I'm currently trying to train a Whisper model by following the Fine Tune Whisper Model tutorial. However, during the training phase where I call trainer.train()
. I see the progress bar progresses through the training, but when it reaches the evaluation step defined at the training arguments, it will just freeze and the progress bar just stalls up. No error output, no nothing. And it will look like this.
I'm using Kaggle notebooks to write the code with GPU P100 turned on. Here are my training arguments leading up to the training function.
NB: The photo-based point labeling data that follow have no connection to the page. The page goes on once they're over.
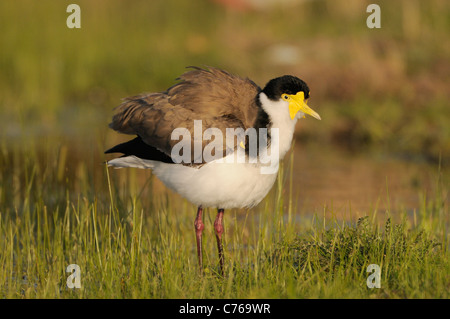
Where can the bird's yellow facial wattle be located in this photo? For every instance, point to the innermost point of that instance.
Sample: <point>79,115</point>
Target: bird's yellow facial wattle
<point>297,103</point>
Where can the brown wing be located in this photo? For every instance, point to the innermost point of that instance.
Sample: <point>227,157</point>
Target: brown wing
<point>215,97</point>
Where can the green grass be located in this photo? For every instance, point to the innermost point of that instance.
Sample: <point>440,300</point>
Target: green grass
<point>386,88</point>
<point>131,244</point>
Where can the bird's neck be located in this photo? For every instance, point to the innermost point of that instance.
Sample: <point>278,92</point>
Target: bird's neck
<point>279,119</point>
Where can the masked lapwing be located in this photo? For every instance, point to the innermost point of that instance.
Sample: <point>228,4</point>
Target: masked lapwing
<point>207,171</point>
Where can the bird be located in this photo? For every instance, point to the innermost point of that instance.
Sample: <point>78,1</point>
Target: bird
<point>212,99</point>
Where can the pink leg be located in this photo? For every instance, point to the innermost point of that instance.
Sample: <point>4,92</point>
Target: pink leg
<point>218,227</point>
<point>198,232</point>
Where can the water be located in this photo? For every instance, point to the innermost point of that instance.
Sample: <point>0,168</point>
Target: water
<point>361,181</point>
from transformers import WhisperForConditionalGeneration
model = WhisperForConditionalGeneration.from_pretrained("openai/whisper-small")
model.config.forced_decoder_ids = None
model.config.suppress_tokens = []
model.generation_config.language = "en"
from transformers import Seq2SeqTrainingArguments
training_args = Seq2SeqTrainingArguments(
output_dir="./whisper-small-eng-gen", # change to a repo name of your choice
per_device_train_batch_size=16,
gradient_accumulation_steps=1, # increase by 2x for every 2x decrease in batch size
learning_rate=1e-5,
warmup_steps=500,
max_steps=1000,
gradient_checkpointing=True,
fp16=True,
evaluation_strategy="steps",
per_device_eval_batch_size=8,
predict_with_generate=True,
generation_max_length=225,
save_steps=1000,
eval_steps=1000,
logging_steps=25,
report_to=["tensorboard"],
load_best_model_at_end=True,
metric_for_best_model="wer",
greater_is_better=False,
push_to_hub=True,
ignore_data_skip=True
)
from transformers import Seq2SeqTrainer
trainer = Seq2SeqTrainer(
args=training_args,
model=model,
train_dataset=common_voice_train,
eval_dataset=common_voice_test,
data_collator=data_collator,
compute_metrics=compute_metrics,
tokenizer=processor.feature_extractor,
)
Initially, the
max_steps
for training is 4000, and it always stalls at step 1001.
I think it is also worth noting that my dataset is streamed, and it is an Iterable Dataset.
Any help is appreciated!
**Update** I edited my code to include verbose logging with
import transformers
transformers.logging.set_verbosity_info()
And this is the log after the evaluation step is reached.
You have passed language=en, but also have set
forced_decoder_ids
to [[1, None], [2, 50359]] which creates a conflict.forced_decoder_ids
will be ignored in favor of language=en.
Yeah, I had this too. The thing to keep in mind is that after 1000 steps, your model saves, which can take some time depending on your machine's hardware. I'm currently running a very similar setup, but using the medium model instead of the small and the medium model is about 3 GB. So, be patient with it and it should finish, at least it did for me on my Google Colab instance.